El intendente de Almirante Brown fue recibido en audiencia privada por Francisco. Semanas atrás, el jefe comunal de Ituzaingó no logró una foto a solas y apenas fue saludado en la plaza San Pedro. La insólita reproducción de las "visitas" a Puerta de Hierro que los peronistas trasladaron al Vaticano.
Hasta allí viajaban todos los dirigentes peronistas para recibir instrucciones en los años en que el peronismo estaba proscripto y luego regresaban al país decodificando las "señales" y "mensajes" que el General supuestamente les había transmitido. Esta vez, sin proscripción de por medio, el Vaticano parece ir ocupando ese mítico lugar del líder en el exilio que tanto atrae a los peronistas.
Semana a semana dirigentes políticos, periodistas y empresarios viajan a Roma para reunirse con el papa Francisco, recibir su bendición y luego iniciar una cuidada difusión de la foto obtenida.
Francisco parece encantado con la novedad. Peronista y uno de los Papas más políticos que se recuerde, gradua las visitas y los honores que concede. El llamado a Daniel Scioli durante la tragedia de La Plata es una muestra de sus cuidadas intervenciones.
Y como la mayoría de los dirigentes que viajaron a Roma pertenecen al kirchnerismo, o mejor dicho, son peronistas que por ahora se dicen kirchneristas. De hecho, la primera que fue recibida en exclusiva fue la propia Cristina Kirchner, pero también pasaron por el Vaticano los gobernadores Jorge Capitanich, el canporista Juan Cabandié -que inicialemnte se negó a aprobar un saludo a su designación- y la titular de Abuelas de Plaza de Mayo, Estela de Carlotto, consiguieron su foto con el líder de la Iglesia.
Jerarquía celestial
Lo interesante es que el Papa, con sus movimientos, va marcando “jerarquías” dentro del ambiente político. Capitanich, Cabandié y Carlotto fueron atendidos tras las vallas de la Plaza y los contactos no duraron más de 15 minutos.

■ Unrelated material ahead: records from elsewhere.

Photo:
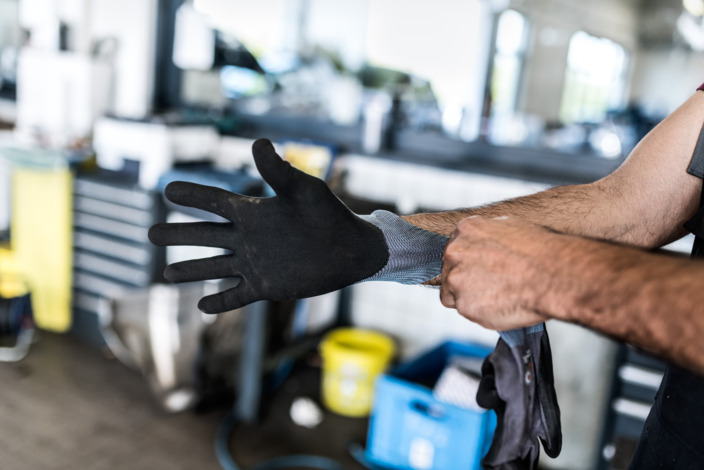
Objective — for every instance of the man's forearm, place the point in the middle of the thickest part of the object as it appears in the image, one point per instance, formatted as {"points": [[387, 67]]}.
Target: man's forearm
{"points": [[652, 301], [644, 202], [568, 209]]}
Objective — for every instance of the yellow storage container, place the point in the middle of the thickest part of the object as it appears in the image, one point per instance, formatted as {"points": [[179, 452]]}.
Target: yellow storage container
{"points": [[352, 360]]}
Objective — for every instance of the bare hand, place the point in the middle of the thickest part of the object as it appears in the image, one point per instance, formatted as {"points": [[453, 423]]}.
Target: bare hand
{"points": [[495, 271]]}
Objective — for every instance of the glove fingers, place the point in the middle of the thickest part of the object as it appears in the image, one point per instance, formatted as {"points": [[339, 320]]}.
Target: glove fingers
{"points": [[230, 299], [212, 234], [216, 267], [207, 198], [273, 169]]}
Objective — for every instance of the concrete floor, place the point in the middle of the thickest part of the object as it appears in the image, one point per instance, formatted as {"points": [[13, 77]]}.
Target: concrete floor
{"points": [[68, 406]]}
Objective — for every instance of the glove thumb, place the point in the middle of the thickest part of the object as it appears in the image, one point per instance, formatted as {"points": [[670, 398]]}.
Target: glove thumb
{"points": [[273, 169]]}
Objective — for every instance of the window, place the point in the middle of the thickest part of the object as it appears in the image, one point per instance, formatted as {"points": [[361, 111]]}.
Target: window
{"points": [[511, 41], [595, 79]]}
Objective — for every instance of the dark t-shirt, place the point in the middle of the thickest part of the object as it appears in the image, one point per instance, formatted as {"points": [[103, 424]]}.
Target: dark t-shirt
{"points": [[673, 437]]}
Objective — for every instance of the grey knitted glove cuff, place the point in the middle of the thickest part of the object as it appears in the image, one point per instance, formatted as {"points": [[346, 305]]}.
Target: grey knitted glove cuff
{"points": [[415, 255]]}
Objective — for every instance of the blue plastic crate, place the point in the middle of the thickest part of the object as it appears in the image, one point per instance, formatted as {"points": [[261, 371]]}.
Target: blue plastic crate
{"points": [[410, 429]]}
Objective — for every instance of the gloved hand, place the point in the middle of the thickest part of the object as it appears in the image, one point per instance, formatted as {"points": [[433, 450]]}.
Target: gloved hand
{"points": [[301, 243], [517, 383]]}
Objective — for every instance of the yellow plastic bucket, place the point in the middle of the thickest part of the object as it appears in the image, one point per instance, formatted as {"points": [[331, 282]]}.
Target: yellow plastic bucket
{"points": [[352, 359]]}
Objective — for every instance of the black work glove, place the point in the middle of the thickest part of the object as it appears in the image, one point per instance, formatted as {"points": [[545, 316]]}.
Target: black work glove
{"points": [[517, 383], [301, 243]]}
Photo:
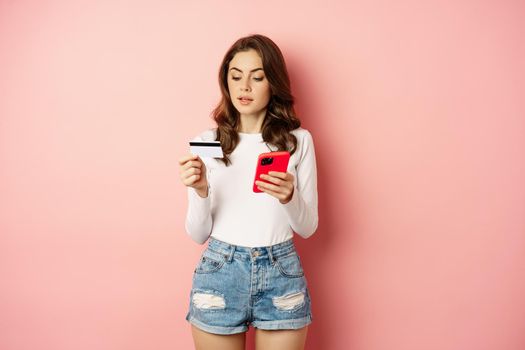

Lo mismo pasó con el intendente de Ituzaingó, Alberto Descalzo, que viajó a Roma y apenas pudo sacarse una foto de apuro intercambiando un par de palabras con el Papa, pese a que hasta el último momento intentó conseguir una audiencia privada. La relación entre el jefe comunal y el jefe máximo de la Iglesia Católica viene de años.
Según cuentan fuentes de Ituzaingó, el lazo del Intendente con la Iglesia comenzó a forjarse en la niñez de Descalzo y a partir de allí trabó amistad con varios curas. Igualmente, la relación con Jorge Bergoglio comenzó a estrecharse de la mano de María Elena, la hermana del Sumo Pontífice que llegó a ser consejera escolar por el PJ, un vínculo que Descalzo intentó aprovechar, al parecer sin mayor suerte.
“No viajó especialmente invitado por el Papa pero sí lo recibió, y hay foto”, festejaron igual en la Municipalidad.
Distinto fue el trato hacia el mandamás de Almirante Brown, Darío Giustozzi, que fue el primer intendente en ser recibido en forma privada por Francisco (lo mismo sucedió con el futbolista Javier Zanetti y el plantel completo del club Juventus).
La excusa fue la creación de la ciudad de San Francisco de Asís, en Brown, que abarcará el complejo habitacional Don Orione (el más grande de Sudamérica) y barrios aledaños de la periferia de Claypole y Burzaco.